High-performance polycrystalline silicon thin-film transistors (poly-Si TFTs) integrating high-kappa Pr2O3 gate dielectric and fluorine-passivated poly-Si film are demonstrated. High gate capacitance density and thin equivalent-oxide thickness provided by the high-kappa Pr2O3 gate dielectric have the advantage of increasing the driving current capability of the TFT device, but an undesirable off-state leakage current could be introduced from the high electric field near the drain side. Introducing fluorine atoms into poly-Si films by employing a low-temperature CF4 plasma treatment can effectively passivate the trap states.
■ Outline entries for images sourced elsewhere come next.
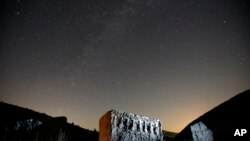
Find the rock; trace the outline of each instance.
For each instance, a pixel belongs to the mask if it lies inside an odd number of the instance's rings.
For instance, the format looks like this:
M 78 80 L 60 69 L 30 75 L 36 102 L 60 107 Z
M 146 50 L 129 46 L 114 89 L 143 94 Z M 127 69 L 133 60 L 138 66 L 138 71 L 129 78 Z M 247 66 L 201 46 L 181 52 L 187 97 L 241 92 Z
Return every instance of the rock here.
M 213 141 L 213 132 L 203 122 L 198 122 L 191 127 L 193 141 Z
M 99 121 L 99 141 L 162 141 L 158 119 L 111 110 Z

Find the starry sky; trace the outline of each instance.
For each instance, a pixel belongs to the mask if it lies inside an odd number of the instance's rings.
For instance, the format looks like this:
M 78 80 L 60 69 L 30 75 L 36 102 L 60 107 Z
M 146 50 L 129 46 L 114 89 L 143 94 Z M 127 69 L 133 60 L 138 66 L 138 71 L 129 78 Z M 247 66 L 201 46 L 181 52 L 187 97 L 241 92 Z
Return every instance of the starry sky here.
M 248 0 L 2 0 L 0 101 L 97 129 L 178 132 L 250 87 Z

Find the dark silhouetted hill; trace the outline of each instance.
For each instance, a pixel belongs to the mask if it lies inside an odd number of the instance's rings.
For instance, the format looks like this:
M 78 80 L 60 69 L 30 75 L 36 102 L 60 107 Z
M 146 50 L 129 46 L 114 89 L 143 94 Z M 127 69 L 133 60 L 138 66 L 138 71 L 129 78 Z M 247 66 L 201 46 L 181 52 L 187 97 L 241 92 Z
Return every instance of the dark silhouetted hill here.
M 30 109 L 0 102 L 0 141 L 98 141 L 98 132 Z
M 232 97 L 191 122 L 177 134 L 174 140 L 192 140 L 191 126 L 195 123 L 202 122 L 213 132 L 214 141 L 249 141 L 249 133 L 245 134 L 243 137 L 234 136 L 236 129 L 248 129 L 248 132 L 250 132 L 249 107 L 250 90 L 247 90 Z

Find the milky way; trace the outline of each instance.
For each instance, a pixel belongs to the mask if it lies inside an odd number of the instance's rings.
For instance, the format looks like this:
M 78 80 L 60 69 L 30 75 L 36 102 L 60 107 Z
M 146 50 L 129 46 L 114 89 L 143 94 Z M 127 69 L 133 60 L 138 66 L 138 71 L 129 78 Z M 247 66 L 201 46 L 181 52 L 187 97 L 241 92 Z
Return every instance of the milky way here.
M 84 128 L 117 109 L 178 132 L 250 86 L 247 0 L 0 5 L 0 100 Z

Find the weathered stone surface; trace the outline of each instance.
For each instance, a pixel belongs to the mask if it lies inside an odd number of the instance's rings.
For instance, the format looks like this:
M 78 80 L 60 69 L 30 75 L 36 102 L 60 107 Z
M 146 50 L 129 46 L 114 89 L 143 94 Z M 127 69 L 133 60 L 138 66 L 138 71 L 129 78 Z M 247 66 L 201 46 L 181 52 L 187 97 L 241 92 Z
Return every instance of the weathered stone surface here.
M 162 141 L 158 119 L 112 110 L 101 117 L 99 141 Z
M 213 132 L 203 122 L 198 122 L 191 127 L 193 141 L 213 141 Z

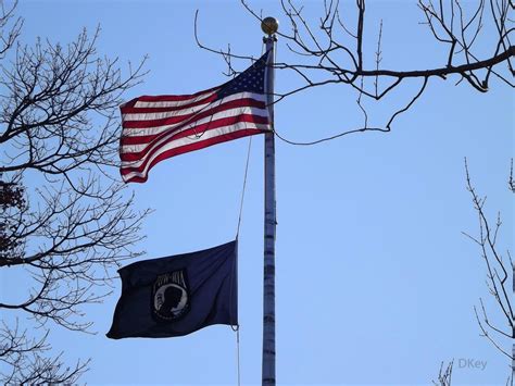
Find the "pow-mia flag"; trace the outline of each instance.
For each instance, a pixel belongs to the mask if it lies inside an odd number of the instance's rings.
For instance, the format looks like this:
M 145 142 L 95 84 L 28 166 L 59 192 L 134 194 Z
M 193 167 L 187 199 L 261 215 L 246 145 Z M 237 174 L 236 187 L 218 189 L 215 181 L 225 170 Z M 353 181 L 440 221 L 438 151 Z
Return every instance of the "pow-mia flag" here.
M 237 241 L 138 261 L 118 270 L 122 296 L 109 338 L 164 338 L 238 324 Z

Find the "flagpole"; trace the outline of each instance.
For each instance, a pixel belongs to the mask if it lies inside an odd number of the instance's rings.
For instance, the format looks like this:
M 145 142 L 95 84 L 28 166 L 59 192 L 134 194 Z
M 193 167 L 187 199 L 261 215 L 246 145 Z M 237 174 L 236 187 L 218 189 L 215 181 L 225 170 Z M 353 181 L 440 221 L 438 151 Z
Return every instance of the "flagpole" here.
M 266 76 L 266 101 L 274 128 L 274 51 L 275 33 L 278 22 L 265 17 L 261 29 L 268 53 Z M 276 200 L 275 200 L 275 140 L 274 132 L 265 134 L 265 213 L 264 213 L 264 275 L 263 275 L 263 362 L 262 385 L 275 385 L 275 239 L 276 239 Z

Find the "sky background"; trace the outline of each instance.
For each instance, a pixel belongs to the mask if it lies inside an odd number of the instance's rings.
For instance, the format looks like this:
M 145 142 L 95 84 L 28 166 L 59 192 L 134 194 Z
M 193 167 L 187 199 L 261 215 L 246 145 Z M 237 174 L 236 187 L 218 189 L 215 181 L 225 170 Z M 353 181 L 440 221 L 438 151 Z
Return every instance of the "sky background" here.
M 250 3 L 286 27 L 276 1 Z M 323 11 L 322 2 L 304 3 L 310 17 Z M 349 22 L 352 4 L 343 2 Z M 237 1 L 21 1 L 17 14 L 25 18 L 21 41 L 26 43 L 38 36 L 66 43 L 83 27 L 92 33 L 100 25 L 99 53 L 120 57 L 124 69 L 148 54 L 150 73 L 126 94 L 128 100 L 142 94 L 190 94 L 227 80 L 223 60 L 194 42 L 197 9 L 205 43 L 223 48 L 230 42 L 234 52 L 261 54 L 260 26 Z M 419 25 L 423 14 L 415 1 L 369 1 L 366 17 L 368 67 L 374 66 L 380 18 L 385 67 L 444 65 L 447 51 Z M 280 39 L 277 57 L 292 59 Z M 249 63 L 236 65 L 243 70 Z M 502 212 L 500 242 L 503 250 L 513 250 L 513 194 L 506 182 L 514 95 L 495 79 L 486 95 L 465 83 L 454 86 L 457 80 L 431 79 L 389 134 L 356 134 L 313 147 L 277 140 L 279 384 L 427 384 L 437 377 L 440 362 L 453 358 L 454 384 L 504 384 L 508 361 L 479 336 L 473 311 L 488 292 L 479 250 L 462 235 L 478 231 L 463 160 L 468 158 L 478 192 L 488 195 L 488 214 L 493 219 Z M 276 74 L 278 90 L 296 82 Z M 384 122 L 391 105 L 401 105 L 416 85 L 399 90 L 386 105 L 370 107 L 370 120 Z M 361 122 L 355 98 L 344 86 L 296 95 L 276 105 L 276 128 L 299 141 L 355 128 Z M 138 246 L 147 251 L 145 259 L 235 237 L 247 147 L 244 138 L 173 158 L 154 166 L 148 183 L 129 186 L 138 208 L 154 209 Z M 252 140 L 239 248 L 241 381 L 256 384 L 263 272 L 260 136 Z M 9 298 L 18 277 L 0 279 L 2 296 Z M 108 339 L 120 284 L 102 304 L 85 309 L 97 335 L 51 326 L 50 343 L 66 360 L 92 359 L 81 381 L 236 384 L 236 335 L 228 326 L 180 338 Z M 487 365 L 462 368 L 460 359 Z

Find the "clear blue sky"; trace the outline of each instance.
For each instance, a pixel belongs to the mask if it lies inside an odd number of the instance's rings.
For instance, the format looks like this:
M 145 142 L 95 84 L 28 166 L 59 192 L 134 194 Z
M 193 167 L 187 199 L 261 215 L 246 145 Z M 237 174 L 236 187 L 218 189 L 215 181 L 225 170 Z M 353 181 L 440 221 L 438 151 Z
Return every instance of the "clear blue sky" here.
M 322 1 L 306 1 L 306 12 Z M 351 2 L 344 2 L 351 9 Z M 275 1 L 252 1 L 286 20 Z M 126 95 L 187 94 L 226 80 L 224 62 L 200 50 L 260 55 L 262 33 L 237 1 L 21 1 L 21 40 L 62 43 L 87 27 L 102 32 L 98 50 L 121 63 L 149 55 L 145 83 Z M 314 15 L 314 13 L 313 13 Z M 347 14 L 349 18 L 350 14 Z M 370 1 L 366 27 L 384 18 L 384 65 L 443 65 L 447 52 L 418 24 L 416 1 Z M 372 59 L 375 40 L 365 41 Z M 278 58 L 287 61 L 282 41 Z M 369 66 L 373 62 L 369 61 Z M 239 63 L 244 69 L 248 63 Z M 276 75 L 277 88 L 294 79 Z M 366 133 L 315 147 L 277 141 L 277 378 L 279 384 L 427 384 L 442 360 L 455 359 L 455 384 L 504 384 L 508 362 L 479 336 L 473 306 L 487 297 L 485 266 L 461 232 L 476 233 L 463 158 L 488 194 L 488 213 L 503 213 L 501 242 L 513 250 L 513 90 L 493 79 L 480 95 L 456 79 L 430 82 L 390 134 Z M 403 97 L 392 99 L 399 103 Z M 355 96 L 342 86 L 306 91 L 276 105 L 276 127 L 311 140 L 355 127 Z M 376 120 L 387 110 L 374 110 Z M 155 258 L 229 241 L 236 232 L 248 139 L 180 155 L 133 185 L 137 204 L 155 211 L 140 247 Z M 263 272 L 263 138 L 254 137 L 239 252 L 241 378 L 261 379 Z M 4 294 L 14 286 L 2 278 Z M 91 358 L 89 384 L 235 384 L 236 336 L 212 326 L 169 339 L 110 340 L 120 283 L 104 303 L 88 307 L 95 336 L 51 326 L 66 360 Z M 499 320 L 499 319 L 498 319 Z M 507 344 L 507 343 L 505 343 Z M 486 361 L 461 369 L 459 359 Z

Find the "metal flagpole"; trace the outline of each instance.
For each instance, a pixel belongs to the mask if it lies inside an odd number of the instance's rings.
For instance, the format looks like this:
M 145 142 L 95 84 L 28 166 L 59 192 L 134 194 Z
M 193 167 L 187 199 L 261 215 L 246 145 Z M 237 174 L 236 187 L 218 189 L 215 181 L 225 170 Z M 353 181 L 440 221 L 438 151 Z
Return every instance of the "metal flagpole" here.
M 274 49 L 278 22 L 265 17 L 261 29 L 267 35 L 263 38 L 268 53 L 266 71 L 266 95 L 271 115 L 271 127 L 274 127 Z M 263 363 L 262 384 L 275 385 L 275 141 L 274 132 L 265 134 L 265 229 L 264 229 L 264 279 L 263 279 Z

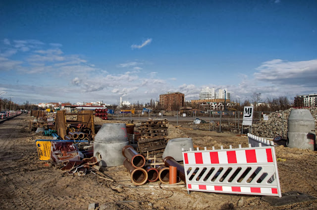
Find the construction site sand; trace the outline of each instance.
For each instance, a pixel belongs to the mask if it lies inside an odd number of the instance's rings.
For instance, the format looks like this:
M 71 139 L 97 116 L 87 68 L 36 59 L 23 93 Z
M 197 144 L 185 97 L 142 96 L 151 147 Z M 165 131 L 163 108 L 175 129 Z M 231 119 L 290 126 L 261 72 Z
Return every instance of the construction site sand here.
M 273 207 L 261 197 L 192 192 L 186 188 L 138 188 L 123 166 L 106 168 L 118 181 L 112 183 L 92 173 L 73 176 L 44 165 L 38 159 L 35 141 L 43 136 L 29 131 L 31 117 L 20 115 L 0 124 L 0 209 L 4 210 L 87 210 L 90 203 L 107 209 L 317 209 L 317 201 Z M 226 133 L 169 127 L 169 136 L 189 136 L 198 146 L 219 149 L 247 145 L 245 137 Z M 176 133 L 177 134 L 175 134 Z M 45 137 L 45 138 L 51 137 Z M 307 150 L 276 148 L 282 192 L 298 191 L 317 197 L 317 154 Z M 151 183 L 158 185 L 158 182 Z M 148 187 L 149 184 L 140 187 Z M 237 206 L 238 202 L 241 204 Z M 241 202 L 241 201 L 242 201 Z M 99 209 L 97 208 L 97 209 Z

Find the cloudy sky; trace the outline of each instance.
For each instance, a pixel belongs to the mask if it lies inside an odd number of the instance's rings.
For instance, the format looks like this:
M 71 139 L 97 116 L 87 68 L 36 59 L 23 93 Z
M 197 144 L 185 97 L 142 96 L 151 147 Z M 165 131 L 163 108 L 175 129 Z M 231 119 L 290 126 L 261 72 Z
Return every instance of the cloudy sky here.
M 207 86 L 317 93 L 317 1 L 1 1 L 0 91 L 22 104 L 136 103 Z

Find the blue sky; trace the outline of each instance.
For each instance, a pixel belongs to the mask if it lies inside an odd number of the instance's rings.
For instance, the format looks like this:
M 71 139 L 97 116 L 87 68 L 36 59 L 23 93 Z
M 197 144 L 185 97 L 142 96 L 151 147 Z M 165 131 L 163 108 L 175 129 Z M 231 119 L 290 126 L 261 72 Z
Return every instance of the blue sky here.
M 317 93 L 316 1 L 3 1 L 0 91 L 19 104 Z

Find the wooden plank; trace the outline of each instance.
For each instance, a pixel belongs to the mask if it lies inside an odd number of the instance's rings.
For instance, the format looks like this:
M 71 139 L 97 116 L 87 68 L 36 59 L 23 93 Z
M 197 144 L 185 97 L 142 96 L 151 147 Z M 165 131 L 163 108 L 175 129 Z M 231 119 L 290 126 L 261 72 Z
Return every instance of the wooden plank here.
M 157 137 L 157 138 L 154 138 L 153 139 L 139 139 L 139 141 L 138 143 L 146 143 L 146 142 L 153 142 L 154 141 L 157 141 L 157 140 L 164 140 L 164 137 Z
M 67 135 L 66 126 L 66 116 L 65 110 L 61 110 L 57 111 L 55 120 L 55 130 L 57 131 L 57 134 L 62 139 Z
M 153 151 L 154 150 L 160 150 L 161 149 L 164 149 L 166 147 L 166 145 L 158 145 L 158 146 L 156 146 L 154 147 L 148 147 L 148 148 L 141 148 L 140 146 L 139 146 L 139 149 L 140 149 L 140 151 L 141 151 L 141 153 L 144 153 L 146 151 Z

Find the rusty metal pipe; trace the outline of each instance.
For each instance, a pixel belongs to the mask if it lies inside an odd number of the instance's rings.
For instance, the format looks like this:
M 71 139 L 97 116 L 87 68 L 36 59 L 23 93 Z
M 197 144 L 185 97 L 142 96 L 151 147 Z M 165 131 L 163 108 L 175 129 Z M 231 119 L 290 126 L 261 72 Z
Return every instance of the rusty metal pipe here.
M 85 134 L 84 133 L 82 133 L 81 132 L 74 132 L 74 133 L 78 135 L 78 138 L 79 139 L 83 139 L 85 138 Z
M 71 136 L 65 136 L 64 137 L 64 140 L 71 140 L 71 141 L 73 141 L 74 140 L 74 139 L 73 139 L 73 137 L 72 137 Z
M 123 161 L 123 165 L 131 174 L 131 180 L 136 185 L 142 185 L 148 180 L 148 172 L 143 168 L 136 168 L 126 158 Z
M 142 168 L 145 164 L 145 158 L 138 153 L 132 146 L 126 146 L 122 149 L 122 155 L 128 158 L 135 168 Z
M 177 181 L 177 168 L 169 166 L 169 184 L 175 184 Z
M 174 158 L 170 156 L 167 156 L 163 159 L 164 165 L 165 166 L 174 166 L 177 168 L 177 173 L 180 179 L 186 182 L 186 178 L 185 177 L 185 169 L 184 166 L 178 163 Z
M 158 179 L 158 171 L 156 168 L 150 165 L 148 165 L 145 170 L 148 172 L 148 181 L 150 182 L 156 181 Z
M 158 179 L 164 184 L 169 183 L 169 168 L 163 165 L 158 167 Z

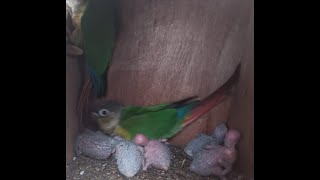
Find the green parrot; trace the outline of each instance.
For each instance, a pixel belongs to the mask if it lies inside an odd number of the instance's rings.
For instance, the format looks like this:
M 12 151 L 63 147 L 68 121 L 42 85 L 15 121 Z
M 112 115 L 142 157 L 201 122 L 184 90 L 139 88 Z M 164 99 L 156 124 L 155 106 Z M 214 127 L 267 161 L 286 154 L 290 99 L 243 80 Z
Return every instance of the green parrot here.
M 67 13 L 71 13 L 74 26 L 69 39 L 83 49 L 86 62 L 86 80 L 77 105 L 81 114 L 88 109 L 92 89 L 96 98 L 105 94 L 106 72 L 118 31 L 117 5 L 116 0 L 67 0 Z M 69 52 L 75 48 L 69 46 Z
M 141 107 L 100 100 L 92 107 L 91 114 L 100 130 L 109 135 L 126 140 L 132 140 L 136 134 L 143 134 L 149 139 L 168 139 L 230 95 L 239 79 L 240 66 L 223 86 L 202 101 L 191 97 L 174 103 Z

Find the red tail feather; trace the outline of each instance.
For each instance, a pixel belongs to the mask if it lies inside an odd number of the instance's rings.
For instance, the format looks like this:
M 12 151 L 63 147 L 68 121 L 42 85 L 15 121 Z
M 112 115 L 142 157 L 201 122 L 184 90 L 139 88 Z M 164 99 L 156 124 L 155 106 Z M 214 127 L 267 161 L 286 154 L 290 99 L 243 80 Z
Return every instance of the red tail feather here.
M 218 90 L 216 90 L 210 96 L 202 100 L 200 104 L 197 105 L 197 107 L 192 110 L 191 115 L 184 120 L 182 124 L 183 126 L 189 125 L 190 123 L 194 122 L 200 116 L 208 112 L 210 109 L 220 104 L 223 100 L 225 100 L 230 95 L 230 91 L 232 90 L 233 85 L 239 80 L 240 67 L 241 67 L 241 64 L 237 66 L 233 75 L 224 85 L 222 85 Z

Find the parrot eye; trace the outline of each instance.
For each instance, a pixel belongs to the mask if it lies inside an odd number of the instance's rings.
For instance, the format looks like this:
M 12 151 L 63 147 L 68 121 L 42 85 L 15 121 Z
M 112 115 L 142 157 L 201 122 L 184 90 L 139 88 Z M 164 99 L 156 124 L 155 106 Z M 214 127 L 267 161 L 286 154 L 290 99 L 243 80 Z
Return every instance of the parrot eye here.
M 99 111 L 100 116 L 107 116 L 108 113 L 109 113 L 109 111 L 107 109 L 101 109 Z

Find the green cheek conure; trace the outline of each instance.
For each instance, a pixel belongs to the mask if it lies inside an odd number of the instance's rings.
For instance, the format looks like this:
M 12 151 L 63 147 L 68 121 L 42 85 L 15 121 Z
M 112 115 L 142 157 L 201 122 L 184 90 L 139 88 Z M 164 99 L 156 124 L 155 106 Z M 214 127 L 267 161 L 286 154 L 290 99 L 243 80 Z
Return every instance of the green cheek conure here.
M 221 103 L 231 94 L 240 76 L 239 64 L 232 77 L 210 96 L 200 101 L 195 97 L 154 106 L 123 106 L 115 101 L 98 102 L 91 114 L 100 130 L 132 140 L 136 134 L 149 139 L 168 139 Z

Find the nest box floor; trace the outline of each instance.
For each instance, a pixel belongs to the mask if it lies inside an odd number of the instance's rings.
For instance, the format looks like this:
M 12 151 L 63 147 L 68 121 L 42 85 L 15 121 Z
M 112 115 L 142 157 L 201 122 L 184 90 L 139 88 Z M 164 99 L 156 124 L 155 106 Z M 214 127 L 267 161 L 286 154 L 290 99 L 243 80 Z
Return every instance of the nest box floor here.
M 181 147 L 169 145 L 173 154 L 173 161 L 168 171 L 158 170 L 149 167 L 147 171 L 138 172 L 131 180 L 140 179 L 190 179 L 190 180 L 219 180 L 218 177 L 199 176 L 189 170 L 191 160 L 184 154 Z M 125 180 L 125 176 L 119 173 L 115 159 L 110 157 L 107 161 L 97 161 L 81 157 L 76 157 L 66 166 L 66 180 L 85 179 L 85 180 Z M 243 178 L 231 172 L 227 179 L 242 180 Z

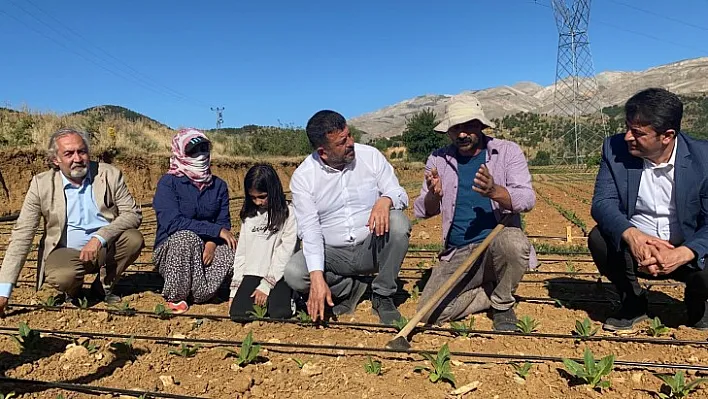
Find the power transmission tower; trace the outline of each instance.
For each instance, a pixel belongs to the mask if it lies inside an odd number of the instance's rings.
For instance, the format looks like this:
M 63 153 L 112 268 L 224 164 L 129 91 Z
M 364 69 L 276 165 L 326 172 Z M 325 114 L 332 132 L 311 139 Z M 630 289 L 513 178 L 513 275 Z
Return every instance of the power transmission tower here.
M 576 164 L 597 155 L 607 137 L 588 38 L 590 2 L 551 0 L 558 27 L 554 113 L 563 117 L 558 155 L 562 162 L 574 158 Z
M 224 107 L 211 107 L 211 110 L 216 112 L 216 128 L 221 129 L 221 125 L 224 123 Z

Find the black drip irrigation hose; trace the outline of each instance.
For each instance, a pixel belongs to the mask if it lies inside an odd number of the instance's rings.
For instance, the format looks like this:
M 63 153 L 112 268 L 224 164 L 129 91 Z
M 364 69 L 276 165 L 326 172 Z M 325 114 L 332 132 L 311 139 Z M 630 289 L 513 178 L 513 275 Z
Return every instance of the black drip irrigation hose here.
M 12 330 L 7 327 L 0 327 L 0 331 Z M 12 330 L 14 331 L 14 330 Z M 232 341 L 232 340 L 220 340 L 220 339 L 201 339 L 201 338 L 173 338 L 173 337 L 158 337 L 151 335 L 126 335 L 126 334 L 115 334 L 115 333 L 95 333 L 95 332 L 82 332 L 82 331 L 64 331 L 64 330 L 36 330 L 40 334 L 50 334 L 59 336 L 78 336 L 78 337 L 88 337 L 88 338 L 120 338 L 120 339 L 134 339 L 141 341 L 153 341 L 155 343 L 170 343 L 170 342 L 184 342 L 184 343 L 194 343 L 194 344 L 207 344 L 207 345 L 228 345 L 228 346 L 241 346 L 243 341 Z M 274 342 L 253 342 L 253 344 L 260 345 L 265 348 L 283 348 L 283 349 L 296 349 L 296 350 L 324 350 L 324 351 L 344 351 L 344 352 L 358 352 L 358 353 L 402 353 L 402 354 L 423 354 L 428 353 L 431 355 L 437 354 L 437 351 L 423 350 L 423 349 L 389 349 L 389 348 L 378 348 L 378 347 L 358 347 L 358 346 L 340 346 L 340 345 L 315 345 L 315 344 L 294 344 L 294 343 L 274 343 Z M 274 349 L 271 349 L 274 350 Z M 537 362 L 556 362 L 560 363 L 563 361 L 561 357 L 555 356 L 540 356 L 540 355 L 510 355 L 503 353 L 484 353 L 484 352 L 450 352 L 451 356 L 459 357 L 469 357 L 469 358 L 479 358 L 479 359 L 496 359 L 496 360 L 511 360 L 511 361 L 537 361 Z M 582 359 L 572 359 L 577 362 L 583 362 Z M 694 365 L 694 364 L 675 364 L 675 363 L 653 363 L 653 362 L 635 362 L 626 360 L 615 360 L 614 364 L 616 366 L 634 367 L 641 369 L 678 369 L 678 370 L 696 370 L 696 371 L 708 371 L 708 365 Z
M 59 311 L 59 310 L 88 310 L 92 312 L 106 312 L 118 316 L 126 316 L 130 317 L 131 315 L 141 315 L 141 316 L 151 316 L 153 318 L 159 318 L 155 313 L 153 312 L 146 312 L 146 311 L 140 311 L 140 310 L 134 310 L 131 311 L 130 314 L 125 314 L 122 313 L 121 311 L 118 310 L 111 310 L 111 309 L 95 309 L 95 308 L 87 308 L 87 309 L 78 309 L 78 308 L 69 308 L 69 307 L 61 307 L 61 306 L 54 306 L 54 307 L 45 307 L 43 305 L 25 305 L 25 304 L 11 304 L 10 306 L 15 306 L 18 308 L 33 308 L 33 309 L 47 309 L 47 310 L 52 310 L 52 311 Z M 299 320 L 295 319 L 274 319 L 274 318 L 269 318 L 269 317 L 264 317 L 264 318 L 251 318 L 251 317 L 237 317 L 237 318 L 231 318 L 226 315 L 214 315 L 214 314 L 187 314 L 187 313 L 181 313 L 181 314 L 172 314 L 169 316 L 171 317 L 187 317 L 190 319 L 205 319 L 205 320 L 212 320 L 212 321 L 222 321 L 222 320 L 230 320 L 236 323 L 253 323 L 253 322 L 264 322 L 264 323 L 272 323 L 272 324 L 297 324 L 301 327 L 345 327 L 345 328 L 371 328 L 371 329 L 378 329 L 378 330 L 397 330 L 397 327 L 395 326 L 390 326 L 388 324 L 376 324 L 376 323 L 356 323 L 356 322 L 342 322 L 342 321 L 328 321 L 324 323 L 312 323 L 312 322 L 301 322 Z M 0 331 L 3 330 L 3 328 L 10 329 L 9 327 L 0 327 Z M 13 330 L 14 331 L 14 330 Z M 456 330 L 454 328 L 446 328 L 446 327 L 435 327 L 435 326 L 430 326 L 430 325 L 419 325 L 416 326 L 413 330 L 413 332 L 444 332 L 444 333 L 451 333 L 451 334 L 459 334 L 461 331 Z M 694 346 L 708 346 L 708 340 L 706 341 L 696 341 L 696 340 L 680 340 L 680 339 L 663 339 L 663 338 L 636 338 L 636 337 L 617 337 L 617 336 L 590 336 L 590 337 L 582 337 L 578 335 L 572 335 L 572 334 L 549 334 L 549 333 L 523 333 L 520 331 L 494 331 L 494 330 L 465 330 L 464 333 L 468 333 L 470 335 L 477 335 L 480 337 L 484 336 L 509 336 L 509 337 L 520 337 L 520 338 L 544 338 L 544 339 L 564 339 L 564 340 L 573 340 L 573 341 L 588 341 L 588 342 L 618 342 L 618 343 L 636 343 L 636 344 L 651 344 L 651 345 L 694 345 Z
M 87 394 L 96 393 L 110 393 L 118 395 L 128 395 L 133 397 L 139 397 L 145 395 L 148 398 L 170 398 L 170 399 L 203 399 L 203 396 L 189 396 L 189 395 L 176 395 L 164 392 L 151 392 L 151 391 L 136 391 L 131 389 L 121 389 L 121 388 L 111 388 L 103 387 L 98 385 L 84 385 L 84 384 L 71 384 L 67 382 L 54 382 L 54 381 L 40 381 L 40 380 L 26 380 L 22 378 L 11 378 L 0 376 L 0 382 L 6 382 L 8 384 L 17 385 L 30 385 L 33 387 L 45 387 L 59 388 L 65 391 L 81 392 Z

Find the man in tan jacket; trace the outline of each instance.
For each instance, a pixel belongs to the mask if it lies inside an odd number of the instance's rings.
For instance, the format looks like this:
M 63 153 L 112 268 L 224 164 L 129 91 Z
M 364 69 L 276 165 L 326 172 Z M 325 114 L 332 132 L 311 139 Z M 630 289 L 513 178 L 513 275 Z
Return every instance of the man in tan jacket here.
M 112 288 L 140 255 L 142 213 L 120 170 L 89 160 L 86 133 L 66 128 L 49 140 L 52 170 L 32 178 L 0 268 L 0 315 L 27 259 L 40 218 L 44 235 L 37 256 L 37 286 L 47 283 L 79 297 L 84 275 L 98 273 L 91 293 L 107 303 Z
With 10 W CF4 plasma treatment on poly-Si film, the electrical characteristics of poly-Si Pr2O3 TFTs can be significantly improved, including a steeper subthreshold swing, smaller threshold voltage, higher field-effect mobility, and better on/off current ratio compared with that without CF4 plasma treatment. The maximum off-state leakage current of the fluorine-passivated TFT is more than one order of magnitude lower than that of the control TFT. Furthermore, the incorporation of fluorine atoms by CF4 plasma treatment also improves the reliability of poly-Si Pr2O3 TFTs against hot carrier stressing, which is due to the formation of stronger Si-F bonds in place of weak Si-H bonds in the poly-Si channel and at the Pr2O3 gate dielectric/poly-Si interface. Therefore, high-performance and high-reliability poly-Si TFTs with Pr2O3 gate dielectric and CF4 plasma treatment on poly-Si film are suitable for active-matrix liquid crystal display application. (c) 2007 The Electrochemical Society.